Kedua, jangan membuat ketegangan dengan orang lain. Kalau pun terjadi perdebatan, maka diskusikan gagasan dan idenya, bukan menyerang orangnya.

 

Ketiga, sebelum mengomentari atau mengunggah konten di media sosial, pilihlah kata-kata atau kalimat yang tepat dan berkorelasi dengan apa yang sedang dibahas atau diperdebatkan.

 Keempat, hargai pendapat dan pandangan orang lain.
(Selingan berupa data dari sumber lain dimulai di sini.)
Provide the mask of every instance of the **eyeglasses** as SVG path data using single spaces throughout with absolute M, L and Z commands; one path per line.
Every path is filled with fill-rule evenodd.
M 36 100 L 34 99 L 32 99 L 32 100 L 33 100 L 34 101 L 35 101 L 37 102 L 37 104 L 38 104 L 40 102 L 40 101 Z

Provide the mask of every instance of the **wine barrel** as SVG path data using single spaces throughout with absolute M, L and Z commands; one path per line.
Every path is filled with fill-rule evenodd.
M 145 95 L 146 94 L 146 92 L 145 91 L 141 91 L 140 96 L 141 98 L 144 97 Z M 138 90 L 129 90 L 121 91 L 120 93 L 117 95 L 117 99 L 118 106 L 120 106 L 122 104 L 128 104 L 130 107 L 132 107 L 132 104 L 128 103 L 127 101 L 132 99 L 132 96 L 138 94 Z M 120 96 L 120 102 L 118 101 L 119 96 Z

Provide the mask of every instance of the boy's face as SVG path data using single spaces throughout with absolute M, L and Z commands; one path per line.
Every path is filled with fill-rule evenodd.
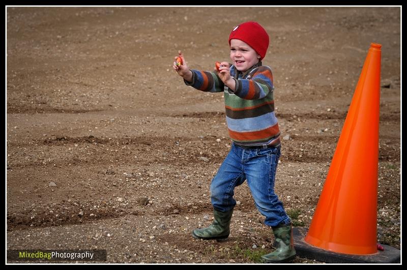
M 230 40 L 230 59 L 236 69 L 245 72 L 257 64 L 260 55 L 247 43 L 239 39 Z

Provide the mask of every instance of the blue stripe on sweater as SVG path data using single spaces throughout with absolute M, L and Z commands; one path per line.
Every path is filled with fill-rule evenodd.
M 263 130 L 277 123 L 274 111 L 259 116 L 244 119 L 232 119 L 226 116 L 226 121 L 229 129 L 237 132 Z
M 239 96 L 244 98 L 247 96 L 247 94 L 249 93 L 249 80 L 240 79 L 239 81 L 242 82 L 242 88 L 240 88 Z

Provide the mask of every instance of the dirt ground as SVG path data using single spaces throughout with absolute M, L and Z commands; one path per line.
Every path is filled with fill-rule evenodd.
M 377 241 L 400 248 L 400 8 L 9 7 L 7 20 L 8 249 L 105 249 L 108 262 L 137 263 L 271 252 L 245 183 L 227 241 L 191 237 L 211 222 L 231 142 L 223 94 L 172 69 L 178 50 L 196 69 L 229 61 L 229 34 L 247 20 L 271 38 L 263 63 L 289 137 L 275 190 L 297 227 L 309 226 L 370 43 L 383 45 Z

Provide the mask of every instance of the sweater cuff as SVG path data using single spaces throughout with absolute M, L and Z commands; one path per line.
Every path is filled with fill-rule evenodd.
M 184 82 L 185 82 L 185 84 L 186 84 L 187 85 L 188 85 L 189 86 L 193 86 L 193 85 L 195 84 L 195 82 L 196 81 L 196 79 L 197 78 L 197 75 L 196 75 L 196 73 L 194 72 L 193 70 L 190 70 L 191 72 L 192 73 L 192 81 L 191 81 L 191 82 L 189 82 L 189 81 L 188 81 L 187 80 L 185 80 L 185 79 L 184 79 Z

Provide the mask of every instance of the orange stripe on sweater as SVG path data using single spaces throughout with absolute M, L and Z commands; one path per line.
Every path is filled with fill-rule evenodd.
M 253 75 L 253 76 L 254 77 L 256 76 L 256 74 L 263 74 L 266 77 L 269 78 L 271 82 L 273 82 L 273 74 L 269 70 L 264 70 L 261 72 L 256 72 Z
M 279 132 L 278 124 L 258 131 L 249 132 L 237 132 L 229 129 L 229 135 L 232 139 L 238 141 L 252 141 L 261 140 L 273 137 Z
M 206 90 L 207 87 L 208 87 L 208 83 L 209 82 L 209 80 L 208 79 L 208 76 L 207 75 L 204 73 L 204 72 L 201 72 L 202 74 L 202 78 L 204 79 L 204 82 L 202 83 L 202 86 L 199 87 L 199 90 L 204 91 Z

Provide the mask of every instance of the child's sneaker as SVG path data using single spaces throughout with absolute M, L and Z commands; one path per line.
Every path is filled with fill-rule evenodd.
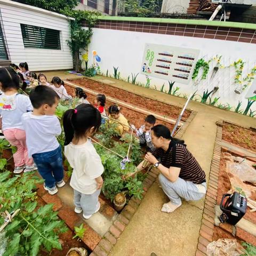
M 24 172 L 33 172 L 37 170 L 37 167 L 35 164 L 31 165 L 30 166 L 26 166 L 26 169 L 24 170 Z
M 66 183 L 63 180 L 61 180 L 60 181 L 58 181 L 57 182 L 56 182 L 56 185 L 57 185 L 57 187 L 58 188 L 62 187 L 63 186 L 65 186 L 65 184 Z
M 53 188 L 49 188 L 45 186 L 45 183 L 44 183 L 44 188 L 47 190 L 50 195 L 55 195 L 58 193 L 58 188 L 55 186 Z
M 99 203 L 98 203 L 97 210 L 96 210 L 96 211 L 94 212 L 94 213 L 96 213 L 98 211 L 99 211 L 99 210 L 100 210 L 100 202 L 99 202 Z M 91 214 L 91 215 L 84 215 L 84 214 L 83 214 L 83 217 L 86 220 L 87 220 L 88 219 L 90 219 L 92 216 L 92 214 Z
M 5 137 L 4 137 L 4 135 L 3 133 L 3 131 L 1 129 L 0 129 L 0 139 L 5 139 Z
M 75 212 L 76 213 L 81 213 L 83 211 L 82 207 L 76 207 L 75 208 Z
M 22 165 L 22 166 L 15 166 L 14 167 L 14 170 L 13 170 L 13 173 L 21 173 L 21 172 L 23 172 L 24 169 L 25 169 L 25 166 Z

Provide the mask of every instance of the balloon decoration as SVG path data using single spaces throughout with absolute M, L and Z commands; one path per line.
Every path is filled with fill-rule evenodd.
M 97 55 L 95 57 L 95 58 L 96 59 L 96 60 L 97 60 L 98 62 L 100 62 L 101 59 L 100 59 L 100 57 L 98 55 Z

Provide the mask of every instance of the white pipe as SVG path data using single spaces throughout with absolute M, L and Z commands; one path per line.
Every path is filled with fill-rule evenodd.
M 216 8 L 215 11 L 213 12 L 213 13 L 211 16 L 211 18 L 209 19 L 209 20 L 213 20 L 214 19 L 214 18 L 218 14 L 218 13 L 222 7 L 222 6 L 221 4 L 219 4 L 218 6 L 218 7 Z

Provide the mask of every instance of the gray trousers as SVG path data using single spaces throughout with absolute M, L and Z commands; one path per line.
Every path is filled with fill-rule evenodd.
M 83 209 L 84 215 L 93 214 L 97 210 L 100 189 L 91 195 L 85 195 L 74 190 L 74 203 L 76 208 Z
M 196 201 L 205 195 L 199 191 L 196 184 L 180 178 L 178 178 L 175 182 L 172 182 L 160 174 L 158 179 L 163 191 L 173 204 L 180 204 L 181 203 L 181 197 L 185 198 L 186 201 Z M 203 183 L 202 185 L 206 188 L 206 182 Z

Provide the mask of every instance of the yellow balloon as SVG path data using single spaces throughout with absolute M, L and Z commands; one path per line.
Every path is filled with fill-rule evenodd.
M 82 58 L 84 60 L 88 60 L 88 53 L 85 53 L 82 55 Z

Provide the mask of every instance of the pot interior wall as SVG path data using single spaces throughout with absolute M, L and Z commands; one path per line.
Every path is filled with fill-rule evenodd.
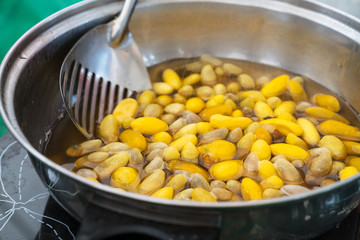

Interaksi di media sosial adalah proses pertukaran ide dan gagasan, maka hargai setiap pendapat yang disampaikan oleh pihak-pihak yang berbeda.

 

Kelima, ingat bahwa tidak ada kebebasan berpendapat yang mutlak di internet. Kebebasan yang ditawarkan oleh dunia maya adalah kebebasan terbatas, dalam artian penggunanya dibatasi oleh nilai etika dan kemanusiaan.

 

Maka dari itu, batasilah diri untuk memilih mana yang akan kita posting dan mana yang tidak perlu. Berhati-hatilah dengan cara penyampaian kita atau cara berkomunikasi kita agar tidak terjebak dalam kejahatan siber. dan Pemerintah perlu mengintensifkan edukasi literasi digital pada masyarakat sehingga potensi pelanggaran etika, norma, dan nilai kebangsaan dapat diminimalisasi.

 Dari sisi masyarakat sebagai pengguna, dibutuhkan kontrol individu dan keluarga dalam akses internet. Batasi penggunaan internet bagi anak-anak baik dari segi waktu maupun aplikasi yang dapat mereka akses.

 Netika dapat menjadi panduan bagi netizen, khususnya generasi milenial dalam interaksi di media sosial. Etika dan dan aturan-aturan juga berlaku di dunia virtual meski hal itu tidak tertulis.